Paris a donc rapidement pris conscience de l’importance objective du Vercors, dont tout le monde pressent, dès après le déroulement des événements, le destin symbolique et exceptionnel auquel il est promis. Marquant chaque année sa présence, la capitale entend exprimer à la « province » que le Vercors appartient à la mémoire nationale. Laquelle province on n’a d’ailleurs nullement besoin de forcer pour qu’elle accepte cette présence annuelle. Tout au contraire, elle considère comme une juste reconnaissance de son combat et de sa souffrance la venue des « Parisiens 1475  ». Mieux, elle la sollicite, sachant qu’ainsi, les cérémonies connaîtront un plus franc succès.
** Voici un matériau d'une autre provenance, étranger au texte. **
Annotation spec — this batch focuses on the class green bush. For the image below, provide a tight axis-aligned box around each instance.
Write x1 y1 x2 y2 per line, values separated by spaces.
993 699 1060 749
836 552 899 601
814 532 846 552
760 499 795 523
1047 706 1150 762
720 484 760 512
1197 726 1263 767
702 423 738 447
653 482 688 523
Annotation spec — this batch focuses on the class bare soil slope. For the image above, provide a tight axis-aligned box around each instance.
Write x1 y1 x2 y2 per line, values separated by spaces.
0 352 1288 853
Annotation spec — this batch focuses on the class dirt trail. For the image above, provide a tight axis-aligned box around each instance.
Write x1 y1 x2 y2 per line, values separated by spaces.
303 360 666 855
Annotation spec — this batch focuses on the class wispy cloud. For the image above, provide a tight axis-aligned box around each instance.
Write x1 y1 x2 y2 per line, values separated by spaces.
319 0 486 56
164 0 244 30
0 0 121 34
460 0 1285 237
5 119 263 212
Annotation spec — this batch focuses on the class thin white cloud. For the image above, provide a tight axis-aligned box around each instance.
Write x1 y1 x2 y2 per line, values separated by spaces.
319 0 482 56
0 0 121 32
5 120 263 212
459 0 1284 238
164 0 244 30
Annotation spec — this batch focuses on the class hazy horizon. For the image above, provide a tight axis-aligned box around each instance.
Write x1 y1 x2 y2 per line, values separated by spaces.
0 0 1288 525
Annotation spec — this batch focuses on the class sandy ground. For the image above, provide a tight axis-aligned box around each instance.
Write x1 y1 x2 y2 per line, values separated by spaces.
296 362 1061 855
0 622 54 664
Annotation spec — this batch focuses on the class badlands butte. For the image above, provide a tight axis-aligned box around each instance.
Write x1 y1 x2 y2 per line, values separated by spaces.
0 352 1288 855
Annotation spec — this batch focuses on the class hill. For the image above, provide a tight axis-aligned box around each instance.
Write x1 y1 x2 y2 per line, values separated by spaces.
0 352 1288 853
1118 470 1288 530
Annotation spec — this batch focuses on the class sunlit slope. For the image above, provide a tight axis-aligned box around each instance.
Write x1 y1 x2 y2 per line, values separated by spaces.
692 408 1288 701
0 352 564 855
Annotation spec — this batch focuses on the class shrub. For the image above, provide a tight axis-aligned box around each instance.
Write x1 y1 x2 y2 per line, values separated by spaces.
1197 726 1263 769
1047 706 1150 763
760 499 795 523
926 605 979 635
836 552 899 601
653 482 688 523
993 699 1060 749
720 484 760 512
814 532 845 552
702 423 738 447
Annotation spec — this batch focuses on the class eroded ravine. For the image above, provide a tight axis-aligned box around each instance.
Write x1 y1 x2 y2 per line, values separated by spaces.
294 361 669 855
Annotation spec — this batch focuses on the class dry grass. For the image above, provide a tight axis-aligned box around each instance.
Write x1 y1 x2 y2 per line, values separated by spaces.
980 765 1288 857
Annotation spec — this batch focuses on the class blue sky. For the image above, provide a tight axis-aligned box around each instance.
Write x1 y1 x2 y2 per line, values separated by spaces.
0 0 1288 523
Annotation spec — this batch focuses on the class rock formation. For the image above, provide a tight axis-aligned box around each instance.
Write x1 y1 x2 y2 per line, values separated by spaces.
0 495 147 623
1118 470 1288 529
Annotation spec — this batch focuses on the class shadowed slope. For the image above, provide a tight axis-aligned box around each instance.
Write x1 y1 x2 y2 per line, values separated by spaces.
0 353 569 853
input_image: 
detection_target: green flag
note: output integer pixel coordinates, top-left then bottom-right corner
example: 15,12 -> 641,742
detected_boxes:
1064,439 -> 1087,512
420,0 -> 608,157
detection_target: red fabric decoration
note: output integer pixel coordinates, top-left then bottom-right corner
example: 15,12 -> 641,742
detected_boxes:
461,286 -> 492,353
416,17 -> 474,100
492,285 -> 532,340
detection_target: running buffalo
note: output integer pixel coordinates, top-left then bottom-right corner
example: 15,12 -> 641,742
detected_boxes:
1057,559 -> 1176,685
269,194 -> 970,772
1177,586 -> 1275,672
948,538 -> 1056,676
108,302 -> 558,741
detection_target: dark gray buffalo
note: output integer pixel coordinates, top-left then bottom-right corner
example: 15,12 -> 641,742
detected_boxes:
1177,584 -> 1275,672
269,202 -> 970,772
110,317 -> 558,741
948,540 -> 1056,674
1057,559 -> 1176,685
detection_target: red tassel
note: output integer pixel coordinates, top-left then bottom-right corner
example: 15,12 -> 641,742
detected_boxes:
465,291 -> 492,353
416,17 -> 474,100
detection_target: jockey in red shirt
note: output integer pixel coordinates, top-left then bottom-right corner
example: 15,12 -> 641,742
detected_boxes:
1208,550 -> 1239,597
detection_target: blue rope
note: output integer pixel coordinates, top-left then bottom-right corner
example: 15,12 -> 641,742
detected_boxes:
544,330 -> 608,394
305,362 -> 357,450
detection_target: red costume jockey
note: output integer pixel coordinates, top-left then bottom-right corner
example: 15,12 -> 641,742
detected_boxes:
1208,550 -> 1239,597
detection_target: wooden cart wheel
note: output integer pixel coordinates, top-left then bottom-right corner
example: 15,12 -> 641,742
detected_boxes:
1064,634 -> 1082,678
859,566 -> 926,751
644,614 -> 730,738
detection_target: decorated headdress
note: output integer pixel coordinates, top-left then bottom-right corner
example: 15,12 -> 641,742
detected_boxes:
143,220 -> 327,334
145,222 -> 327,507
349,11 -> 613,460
Il n’y a donc à ce niveau plus de véritable concurrence, mais plutôt une insertion pleinement acceptée et même clairement revendiquée de la mémoire locale au sein de la mémoire nationale. Le conflit se situera parfois ailleurs, c’est-à-dire à l’inverse, quand l’État, en manquant ce rendez-vous des cérémonies annuelles du Vercors (à partir de 1948), semble manquer en même temps à ses devoirs et à la mémoire du Vercors.

Notes
1472.

En effet, penser à un dernier couple « France/Monde » est intellectuellement stimulant, mais il est impossible d’en étudier ici les rapports.

1473.

Qui remplace depuis janvier 1946 le vieux ministère des Colonies qu’avaient encore conservé les cabinets de Gaulle.

1474.

Elle ne vient sur le devant de la scène qu’en octobre.

1475.

Pour reprendre encore une fois le terme du programme des cérémonies officielles de 1945 ; ADI, 2696 W 75.